Their work, published this month in the Proceedings of the National Academy of Sciences, did find millions of pieces of plastic debris floating in five large subtropical gyres in the world’s oceans.
As the researchers point out, however, the production of plastics has quadrupled since 1980, and the wind, waves and sun, constantly break the plastic into tiny pieces the size of rice grains. Thus, there is likely much more plastic floating in the seas of what records the map.
Cozar, professor in Environmental Science at the University of Cadiz in Spain, says: “I do not know yet what impact will these plastic pieces in the deep ocean, in the largest and most unexplored ecosystem on Earth. “Unfortunately, the accumulation of plastic in the deep ocean could modify this enigmatic ecosystem before we can really know it.” But where exactly is the unaccounted-for plastic? In what amounts? And how did it get there? “We must learn more about the pathway and ultimate fate of the ‘missing’ plastic“, Cozar says.

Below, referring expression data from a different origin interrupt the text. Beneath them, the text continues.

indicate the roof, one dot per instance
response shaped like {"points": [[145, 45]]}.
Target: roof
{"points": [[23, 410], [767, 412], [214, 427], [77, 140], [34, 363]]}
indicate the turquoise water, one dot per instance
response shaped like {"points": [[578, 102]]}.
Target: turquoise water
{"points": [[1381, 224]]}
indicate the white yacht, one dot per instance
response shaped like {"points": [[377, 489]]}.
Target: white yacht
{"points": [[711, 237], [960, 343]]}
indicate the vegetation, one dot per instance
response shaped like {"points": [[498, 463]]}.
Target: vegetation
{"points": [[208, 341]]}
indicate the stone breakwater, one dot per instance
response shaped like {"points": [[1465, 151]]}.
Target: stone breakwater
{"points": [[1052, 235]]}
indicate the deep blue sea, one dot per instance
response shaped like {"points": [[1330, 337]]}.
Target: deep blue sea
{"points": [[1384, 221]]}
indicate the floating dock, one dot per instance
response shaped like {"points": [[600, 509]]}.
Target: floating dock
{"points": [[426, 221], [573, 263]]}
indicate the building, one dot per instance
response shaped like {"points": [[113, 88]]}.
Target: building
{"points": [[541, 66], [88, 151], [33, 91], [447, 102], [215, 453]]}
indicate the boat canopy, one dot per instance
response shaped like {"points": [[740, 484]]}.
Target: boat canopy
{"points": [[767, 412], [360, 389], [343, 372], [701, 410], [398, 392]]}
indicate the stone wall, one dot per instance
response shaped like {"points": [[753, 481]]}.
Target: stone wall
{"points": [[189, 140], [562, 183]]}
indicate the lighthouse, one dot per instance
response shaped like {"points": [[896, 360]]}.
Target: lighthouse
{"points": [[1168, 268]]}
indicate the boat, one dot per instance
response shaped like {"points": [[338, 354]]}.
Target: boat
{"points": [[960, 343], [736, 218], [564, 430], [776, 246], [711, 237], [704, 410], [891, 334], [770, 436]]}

The researchers, sending two ships spent nine months studying the seas of the world. But Cozar, has also used the data collected by other four other ships traveling in the polar regions, the South Pacific and the North Atlantic to complete the map.
The team analyzed a total of 3,070 water samples: “One of the most striking observations was the conspicuous presence of plastics in samples from the surface, even thousands of miles away from the continents. Plastic trash in the South Atlantic was one of the most shocking aspects of research”.
Cozar also notes that many of the pieces of plastic consumed by small fish, which live in dark mesopelageia zone, from 180 to 1,000 meters below sea level.
Little is known about these mesopelageia fish, which hide in the darkness of the ocean to avoid predators and swim to the surface at night to feed.
“We found plastic in the stomachs of fish collected from these zones. One of the most common mesopelageia fish are lantern fish which is the main link in the food chain of the tropical zone between plankton and marine vertebrates. Because it is the main source of food for commercial fish including tuna and swordfish, eat any plastic ends up in the food chain, reaching humans “, Cozar explains.
“There is ample evidence to suggest that the small fish that feed on plankton consume pieces of plastic. If this hypothesis is confirmed, the effects of plastic pollution, exceeding marine predators and reaches our table“, he adds.